Deaths are tracked and displayed in-game. The checkpoint respawn is nearly instantaneous, framed narratively as P waking from a nap. The frustration ceiling stays low because of this.
How does movement work in Motorslice?
Movement is the core puzzle of this game. Get these fundamentals wrong and you'll spend most of your time falling.
Sprint, slide, and wall run
- Sprint is your default pace. The base jog is too slow for most jump distances, so treat sprinting as your normal state.
- Wall running triggers automatically when you jump toward a wall mid-air. You don't need to hold a direction into it.
- Sliding is your invincibility frame. Most saws and crushers can't be jumped over; you slide under them. This is the mechanic the game never tells you.
- Double-jump resets after a wall run, a chainsaw anchor, or hitting a pole. Chaining these together lets you cross gaps that look impossible on first sight.

Wall run resets your double jump
Chainsaw anchoring: your grappling hook
The biggest mistake new players make is treating the chainsaw purely as a weapon. According to the MOTORSLICE.org tips guide, it anchors onto orange surfaces and functions as movement. Think of it as a grappling hook with a blade attached.
- Most weak points require a jump first, then attack mid-air. Running directly at them rarely works.
- If the chainsaw stops running mid-traversal, drop and re-press the attack button to re-anchor.
- Orange surfaces are your signal. If something glows orange, you can anchor on it, parry it, or both.
Chainsaw anchoring resets your double jump just like a wall run does. Once you internalize this, long traversal chains across the megastructure open up completely.
How does combat and parrying work?
This is where most players hit a wall. There is no dedicated parry button in Motorslice.
Hold attack = charged attack = parry. That's the entire system. A held heavy attack functions as your parry, your bonus damage, and your saw deflect simultaneously. Spamming light attacks accomplishes almost nothing meaningful.
The orange glow rule applies to combat too. If an enemy's attack, limb, or projectile glows orange, a charged attack will parry it. This includes saw blades, hooks, and specific boss limbs.
Key combat interactions
- Tentacle drones: Parrying a standing tentacle drone's saw with a charged attack cleaves both of them at once. This unlocks the Crowd Control achievement.
- Orbie orbs: When orbs follow you, parry-attacking one mid-air launches it at an enemy. This unlocks the We are here for you! achievement.
- Damage model: You die in 1 to 3 hits. So do most enemies. Aggression beats caution every time.
Standing directly in front of the Dump Truck's crusher is an instant kill.
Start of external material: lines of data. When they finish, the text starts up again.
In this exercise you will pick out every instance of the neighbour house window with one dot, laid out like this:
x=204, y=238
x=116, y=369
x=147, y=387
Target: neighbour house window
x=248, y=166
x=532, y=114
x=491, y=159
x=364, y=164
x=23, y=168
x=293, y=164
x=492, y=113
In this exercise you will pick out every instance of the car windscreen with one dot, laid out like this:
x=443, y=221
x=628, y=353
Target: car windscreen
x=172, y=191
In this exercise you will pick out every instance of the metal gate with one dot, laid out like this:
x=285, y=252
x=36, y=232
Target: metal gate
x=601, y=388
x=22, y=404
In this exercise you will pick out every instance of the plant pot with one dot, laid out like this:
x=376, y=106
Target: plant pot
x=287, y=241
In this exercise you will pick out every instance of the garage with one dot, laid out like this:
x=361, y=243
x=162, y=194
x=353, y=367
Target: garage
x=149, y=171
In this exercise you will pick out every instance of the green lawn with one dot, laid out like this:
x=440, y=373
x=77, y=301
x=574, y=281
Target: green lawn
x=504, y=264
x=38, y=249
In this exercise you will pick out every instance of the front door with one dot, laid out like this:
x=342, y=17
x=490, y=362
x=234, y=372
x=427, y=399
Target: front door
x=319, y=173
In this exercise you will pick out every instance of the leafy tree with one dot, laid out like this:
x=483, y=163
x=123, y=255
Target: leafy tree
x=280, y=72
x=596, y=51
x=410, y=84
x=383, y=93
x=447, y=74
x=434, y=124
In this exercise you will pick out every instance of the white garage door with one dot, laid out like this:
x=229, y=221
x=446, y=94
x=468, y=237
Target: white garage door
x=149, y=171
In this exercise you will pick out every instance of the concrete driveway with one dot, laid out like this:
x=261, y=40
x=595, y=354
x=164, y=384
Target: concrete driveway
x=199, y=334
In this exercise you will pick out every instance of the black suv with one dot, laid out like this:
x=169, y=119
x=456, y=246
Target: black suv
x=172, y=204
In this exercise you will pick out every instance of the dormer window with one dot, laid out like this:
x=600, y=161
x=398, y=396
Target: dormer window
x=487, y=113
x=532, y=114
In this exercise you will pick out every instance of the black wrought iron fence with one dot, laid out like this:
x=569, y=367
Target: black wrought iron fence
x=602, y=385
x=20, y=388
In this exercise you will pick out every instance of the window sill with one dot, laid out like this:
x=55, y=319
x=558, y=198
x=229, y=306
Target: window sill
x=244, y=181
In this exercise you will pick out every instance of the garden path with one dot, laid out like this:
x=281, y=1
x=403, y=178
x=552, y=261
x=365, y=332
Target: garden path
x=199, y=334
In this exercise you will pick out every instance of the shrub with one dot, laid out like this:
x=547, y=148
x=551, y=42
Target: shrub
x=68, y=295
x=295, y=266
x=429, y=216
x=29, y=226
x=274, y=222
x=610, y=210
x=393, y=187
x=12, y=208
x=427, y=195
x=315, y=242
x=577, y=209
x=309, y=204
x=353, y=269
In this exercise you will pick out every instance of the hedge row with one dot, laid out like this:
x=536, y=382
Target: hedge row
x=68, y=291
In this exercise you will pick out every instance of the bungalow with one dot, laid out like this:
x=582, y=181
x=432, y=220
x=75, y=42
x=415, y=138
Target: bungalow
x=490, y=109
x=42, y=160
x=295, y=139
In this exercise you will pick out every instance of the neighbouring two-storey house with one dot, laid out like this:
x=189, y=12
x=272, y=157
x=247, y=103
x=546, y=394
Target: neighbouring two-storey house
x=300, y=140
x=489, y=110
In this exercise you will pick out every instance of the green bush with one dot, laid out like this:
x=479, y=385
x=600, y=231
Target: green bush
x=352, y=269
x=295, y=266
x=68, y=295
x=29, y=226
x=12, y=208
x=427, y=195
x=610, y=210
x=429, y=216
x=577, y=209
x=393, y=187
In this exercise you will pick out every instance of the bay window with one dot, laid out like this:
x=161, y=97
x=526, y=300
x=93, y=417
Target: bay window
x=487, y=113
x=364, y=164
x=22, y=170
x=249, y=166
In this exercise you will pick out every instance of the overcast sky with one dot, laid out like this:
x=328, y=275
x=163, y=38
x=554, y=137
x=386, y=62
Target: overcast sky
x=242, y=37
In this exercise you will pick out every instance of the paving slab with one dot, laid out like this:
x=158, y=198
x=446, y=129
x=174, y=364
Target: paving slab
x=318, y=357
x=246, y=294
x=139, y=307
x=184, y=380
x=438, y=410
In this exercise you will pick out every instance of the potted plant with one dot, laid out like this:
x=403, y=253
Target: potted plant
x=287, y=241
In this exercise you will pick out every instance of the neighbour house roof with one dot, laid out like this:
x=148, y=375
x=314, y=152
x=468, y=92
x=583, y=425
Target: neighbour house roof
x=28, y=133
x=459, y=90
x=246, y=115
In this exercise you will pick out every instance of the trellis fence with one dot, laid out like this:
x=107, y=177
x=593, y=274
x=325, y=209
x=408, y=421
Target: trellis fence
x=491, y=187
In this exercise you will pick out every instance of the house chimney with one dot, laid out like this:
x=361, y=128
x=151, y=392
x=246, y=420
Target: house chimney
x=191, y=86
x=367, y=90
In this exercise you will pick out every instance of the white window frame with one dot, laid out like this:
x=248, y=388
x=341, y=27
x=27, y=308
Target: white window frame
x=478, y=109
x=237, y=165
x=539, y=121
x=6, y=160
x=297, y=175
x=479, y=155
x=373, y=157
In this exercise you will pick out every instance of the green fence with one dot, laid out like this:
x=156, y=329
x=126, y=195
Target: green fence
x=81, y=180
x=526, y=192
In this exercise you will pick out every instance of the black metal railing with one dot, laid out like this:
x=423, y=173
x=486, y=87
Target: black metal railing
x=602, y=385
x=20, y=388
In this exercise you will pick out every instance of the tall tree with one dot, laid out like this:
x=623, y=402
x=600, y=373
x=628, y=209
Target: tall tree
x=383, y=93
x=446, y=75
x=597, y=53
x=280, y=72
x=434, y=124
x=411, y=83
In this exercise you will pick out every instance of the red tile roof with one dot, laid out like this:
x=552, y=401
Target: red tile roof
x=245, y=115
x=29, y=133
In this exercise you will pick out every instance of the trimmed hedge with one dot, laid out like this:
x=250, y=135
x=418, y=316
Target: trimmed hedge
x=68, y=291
Always approach from underneath or from the side.
How do you beat bosses in Motorslice?
Bosses are traversal challenges first, combat encounters second. The Shadow of the Colossus comparison is accurate: you climb them, find weak points, and slice those apart. Most bosses can be parried.
General boss approach
- Look up. Weak points are almost always above you, reached via poles, swings, or fans. The instinct to fight at ground level will get you killed.
- The Truck's wheels and the Helicopter are the most straightforward first parry opportunities, according to the MOTORSLICE.org tips guide. Practice parrying on these before tackling harder encounters.
- Most bosses are climbed, not dodged. Getting in close is usually safer than trying to keep distance.
What are the secret achievements and hidden interactions?
Motorslice has a layer of secret interactions that most players skip entirely. These are worth knowing about.
- P-oke achievement: On the main menu, press P on P's face repeatedly until she quits the game.
- Slack Off achievement: Hold right-click during an idle scene to zoom in on P, then click. She reacts.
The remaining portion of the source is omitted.